SS. Na verdade, a Recorrente dedica-se à mediação de jogos da Santa Casa da Misericórdia de Lisboa, estando a sua actividade sujeita ao Regulamento dos Mediadores dos Jogos Sociais do Estado, aprovado pela Portaria n.º 313/2004, de 23 de Março (“Regulamento”).

TT. Resulta do art. 10.º, n.º 1, b) do Regulamento que é causa de extinção da actividade de mediação a cessão de exploração ou transferência do estabelecimento do mediador sem o prévio conhecimento e autorização da Santa Casa da Misericórdia de Lisboa enquanto entidade exploradora e licenciadora.

UU. Ou seja, se a transferência do estabelecimento não for previamente autorizada pela Santa Casa da Misericórdia de Lisboa, esta pode fazer cessar unilateralmente a actividade de mediação desenvolvida pela Recorrente.

VV. E extinguindo-se a licença de mediação, o estabelecimento detido pela Recorrente não terá qualquer valor económico uma vez que não será apto ao desenvolvimento da actividade para o qual foi organizado.

WW. Com efeito, se a própria transmissão do estabelecimento pode implicar a perda da licença que permite desenvolver a actividade, então nenhum agente económico terá interesse em adquirir tal estabelecimento uma vez que poderá não ser autorizado o exercício da actividade para o qual esse mesmo estabelecimento foi organizado e constituído.

XX. Na prática, isto implica que o estabelecimento comercial não terá qualquer valor comercial / económico, para além do valor individual dos equipamentos e elementos corpóreos que o integram (valor do mobiliário e pouco mais) que, como demonstrado supra, é praticamente nulo e insuficiente para garantir o pagamento da dívida exequenda e acrescido.

YY. Isto significa que o penhor do estabelecimento comercial detido pela Recorrente não será idóneo para efeitos garantístico pretendidos pela AT porque, em caso de execução da garantia - ou seja, em caso de execução do penhor com colocação à venda do estabelecimento comercial - este perderá o elemento essencial que é a licença de mediação emitida pela Santa Casa da Misericórdia de Lisboa.

ZZ. Com efeito, no âmbito de uma venda judicial, a Santa Casa da Misericórdia de Lisboa nunca emitirá previamente uma autorização de transmissão “em branco”, ou seja, sem a concreta identificação do adquirente e especial avaliação da sua idoneidade.

AAA. Como não poderá deixar de ser reconhecido pela AT, o estabelecimento comercial da Recorrente valerá apenas e tão só pela licença de mediação emitida pela Santa Casa da Misericórdia de Lisboa que não integra esse mesmo estabelecimento comercial em caso de transmissão.

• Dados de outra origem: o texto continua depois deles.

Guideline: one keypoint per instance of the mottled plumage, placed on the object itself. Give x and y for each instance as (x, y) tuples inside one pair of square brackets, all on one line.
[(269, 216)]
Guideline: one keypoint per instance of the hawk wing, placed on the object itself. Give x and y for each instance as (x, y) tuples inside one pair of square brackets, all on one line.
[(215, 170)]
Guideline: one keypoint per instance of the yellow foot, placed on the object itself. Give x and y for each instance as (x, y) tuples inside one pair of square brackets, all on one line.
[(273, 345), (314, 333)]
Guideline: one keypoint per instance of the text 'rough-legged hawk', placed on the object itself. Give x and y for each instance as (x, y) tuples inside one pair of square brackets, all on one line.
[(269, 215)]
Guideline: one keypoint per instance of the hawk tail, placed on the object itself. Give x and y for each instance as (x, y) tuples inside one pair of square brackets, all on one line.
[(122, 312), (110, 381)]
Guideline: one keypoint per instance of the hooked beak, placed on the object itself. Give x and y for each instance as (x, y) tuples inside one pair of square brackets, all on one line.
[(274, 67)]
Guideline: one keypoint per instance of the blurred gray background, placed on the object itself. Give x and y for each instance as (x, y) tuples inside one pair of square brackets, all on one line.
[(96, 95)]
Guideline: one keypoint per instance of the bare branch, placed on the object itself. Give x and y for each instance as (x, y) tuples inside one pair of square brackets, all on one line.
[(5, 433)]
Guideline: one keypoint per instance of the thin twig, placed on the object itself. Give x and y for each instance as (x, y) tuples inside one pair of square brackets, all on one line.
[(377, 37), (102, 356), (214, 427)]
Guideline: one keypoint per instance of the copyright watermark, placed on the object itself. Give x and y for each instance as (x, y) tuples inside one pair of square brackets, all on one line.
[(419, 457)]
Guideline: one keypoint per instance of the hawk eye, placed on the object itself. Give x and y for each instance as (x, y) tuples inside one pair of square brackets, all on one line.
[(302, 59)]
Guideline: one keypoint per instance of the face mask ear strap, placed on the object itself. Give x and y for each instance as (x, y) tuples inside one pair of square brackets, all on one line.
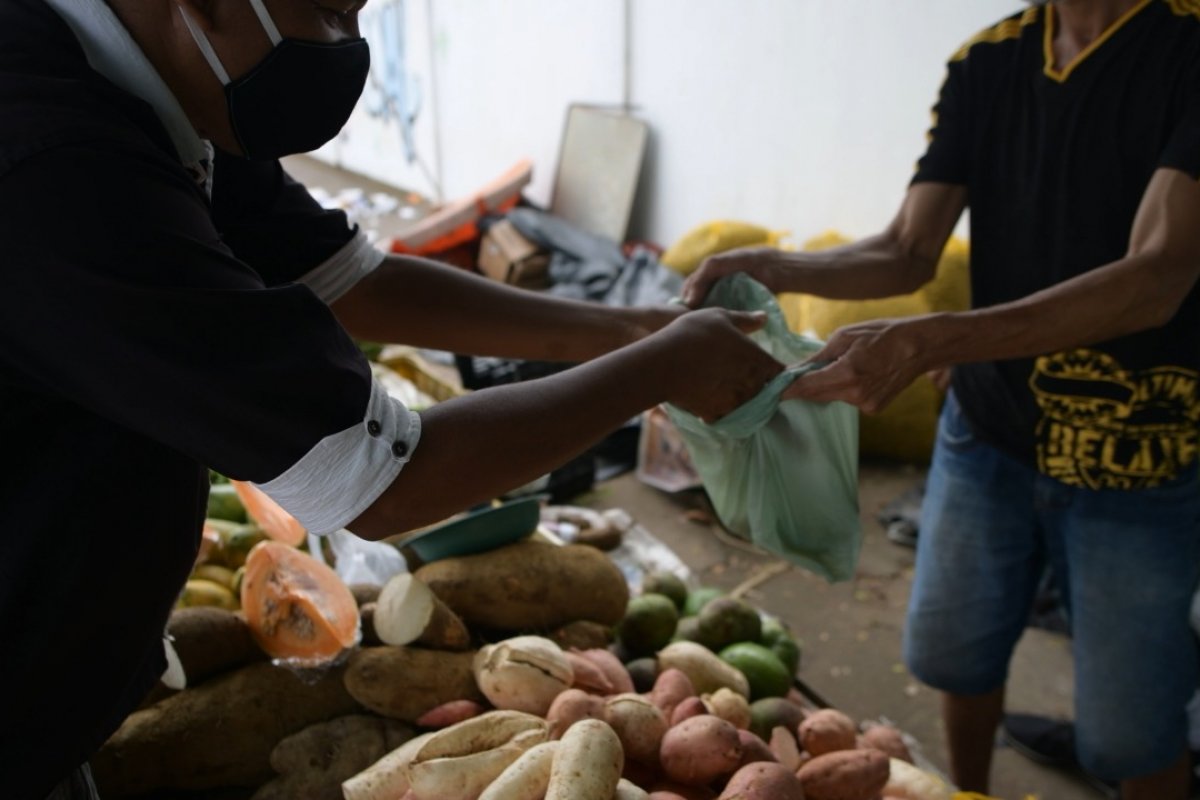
[(202, 42), (273, 32)]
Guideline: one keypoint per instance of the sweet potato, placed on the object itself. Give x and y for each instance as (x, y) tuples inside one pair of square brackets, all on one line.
[(217, 734), (845, 775), (388, 777), (313, 763), (826, 732), (671, 687), (405, 683), (754, 749), (527, 777), (529, 585), (706, 672), (887, 740), (588, 763), (763, 781), (640, 726), (210, 641), (700, 750)]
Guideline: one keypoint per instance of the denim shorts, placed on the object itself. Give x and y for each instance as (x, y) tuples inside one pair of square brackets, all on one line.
[(1127, 564)]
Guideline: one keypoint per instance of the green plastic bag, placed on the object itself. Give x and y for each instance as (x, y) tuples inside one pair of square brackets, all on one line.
[(783, 475)]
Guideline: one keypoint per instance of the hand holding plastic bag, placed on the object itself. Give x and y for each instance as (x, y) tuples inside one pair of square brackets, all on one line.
[(783, 475)]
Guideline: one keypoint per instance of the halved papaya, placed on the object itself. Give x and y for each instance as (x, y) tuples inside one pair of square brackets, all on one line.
[(297, 607)]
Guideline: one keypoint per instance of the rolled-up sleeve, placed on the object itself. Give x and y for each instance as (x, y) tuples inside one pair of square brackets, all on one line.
[(123, 299)]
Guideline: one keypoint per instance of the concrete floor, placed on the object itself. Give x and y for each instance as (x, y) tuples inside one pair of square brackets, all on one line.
[(851, 631)]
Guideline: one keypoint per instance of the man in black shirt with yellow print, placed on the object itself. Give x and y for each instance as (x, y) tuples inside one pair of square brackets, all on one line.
[(1072, 131)]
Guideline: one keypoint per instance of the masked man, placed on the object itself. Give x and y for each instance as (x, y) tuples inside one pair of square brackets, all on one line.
[(172, 301)]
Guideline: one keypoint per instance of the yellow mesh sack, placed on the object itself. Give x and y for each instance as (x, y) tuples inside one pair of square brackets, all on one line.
[(714, 238), (906, 428)]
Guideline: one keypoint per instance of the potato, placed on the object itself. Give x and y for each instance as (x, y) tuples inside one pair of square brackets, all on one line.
[(388, 777), (217, 734), (612, 668), (763, 781), (640, 726), (906, 782), (529, 585), (588, 763), (754, 749), (700, 750), (405, 683), (527, 777), (730, 707), (826, 732), (671, 687), (845, 775), (887, 740), (315, 762), (691, 707), (570, 707), (525, 673), (706, 672)]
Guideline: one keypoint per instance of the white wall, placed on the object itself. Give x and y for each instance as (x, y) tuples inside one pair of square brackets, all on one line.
[(796, 114)]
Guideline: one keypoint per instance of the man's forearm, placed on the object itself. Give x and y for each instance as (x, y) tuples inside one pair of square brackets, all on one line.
[(425, 304), (1123, 298)]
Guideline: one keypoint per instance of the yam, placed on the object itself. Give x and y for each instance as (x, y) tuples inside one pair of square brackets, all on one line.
[(315, 762), (217, 734), (845, 775), (525, 673), (388, 777), (588, 763), (407, 611), (529, 585), (527, 777), (210, 641), (405, 683), (460, 762)]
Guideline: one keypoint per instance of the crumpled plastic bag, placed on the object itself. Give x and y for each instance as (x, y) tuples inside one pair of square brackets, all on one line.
[(783, 475)]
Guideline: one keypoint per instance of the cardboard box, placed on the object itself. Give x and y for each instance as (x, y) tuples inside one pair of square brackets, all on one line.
[(505, 256)]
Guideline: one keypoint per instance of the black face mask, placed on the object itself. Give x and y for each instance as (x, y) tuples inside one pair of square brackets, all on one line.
[(298, 97)]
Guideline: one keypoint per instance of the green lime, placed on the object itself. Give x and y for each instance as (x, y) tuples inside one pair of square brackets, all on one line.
[(766, 673), (699, 597), (648, 625)]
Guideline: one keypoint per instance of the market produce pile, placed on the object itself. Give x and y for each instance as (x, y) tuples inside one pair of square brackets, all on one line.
[(525, 672)]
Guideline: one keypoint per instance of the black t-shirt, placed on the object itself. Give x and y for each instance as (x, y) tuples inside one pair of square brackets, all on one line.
[(145, 334), (1055, 164)]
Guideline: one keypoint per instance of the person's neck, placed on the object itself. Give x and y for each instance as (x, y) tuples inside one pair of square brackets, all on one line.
[(1078, 23)]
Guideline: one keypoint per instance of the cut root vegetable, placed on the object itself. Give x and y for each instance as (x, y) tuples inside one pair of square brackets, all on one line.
[(407, 611), (297, 607)]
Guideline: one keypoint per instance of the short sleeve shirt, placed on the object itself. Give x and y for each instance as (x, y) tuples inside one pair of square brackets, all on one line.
[(148, 332), (1055, 162)]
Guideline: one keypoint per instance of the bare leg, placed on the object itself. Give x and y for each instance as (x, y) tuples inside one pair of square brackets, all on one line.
[(971, 722), (1171, 783)]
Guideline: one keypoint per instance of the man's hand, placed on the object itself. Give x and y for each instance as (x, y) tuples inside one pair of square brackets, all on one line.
[(869, 365), (709, 362), (753, 260)]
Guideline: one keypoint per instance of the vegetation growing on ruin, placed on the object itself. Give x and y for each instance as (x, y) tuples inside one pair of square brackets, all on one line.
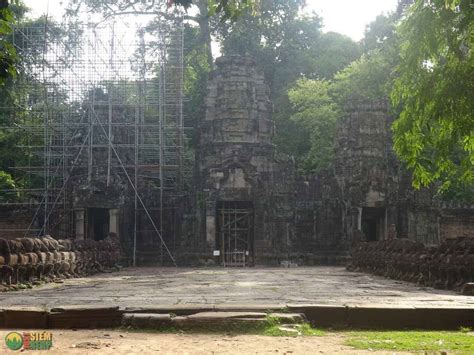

BBB. Nessa medida, e como resulta da experiência comum, se o valor do estabelecimento comercial resulta essencialmente de um direito que pode ser unilateralmente extinto por um terceiro em caso de transmissão, então esse estabelecimento não tem qualquer valor de mercado, ou seja, enquanto activo transacionável, comercialmente, o estabelecimento da Recorrente só tem valor enquanto a Santa Casa da Misericórdia de Lisboa mantiver a licença; se esta for retirada – o que certamente acontecerá em caso de venda judicial – o estabelecimento deixa de ter qualquer valor.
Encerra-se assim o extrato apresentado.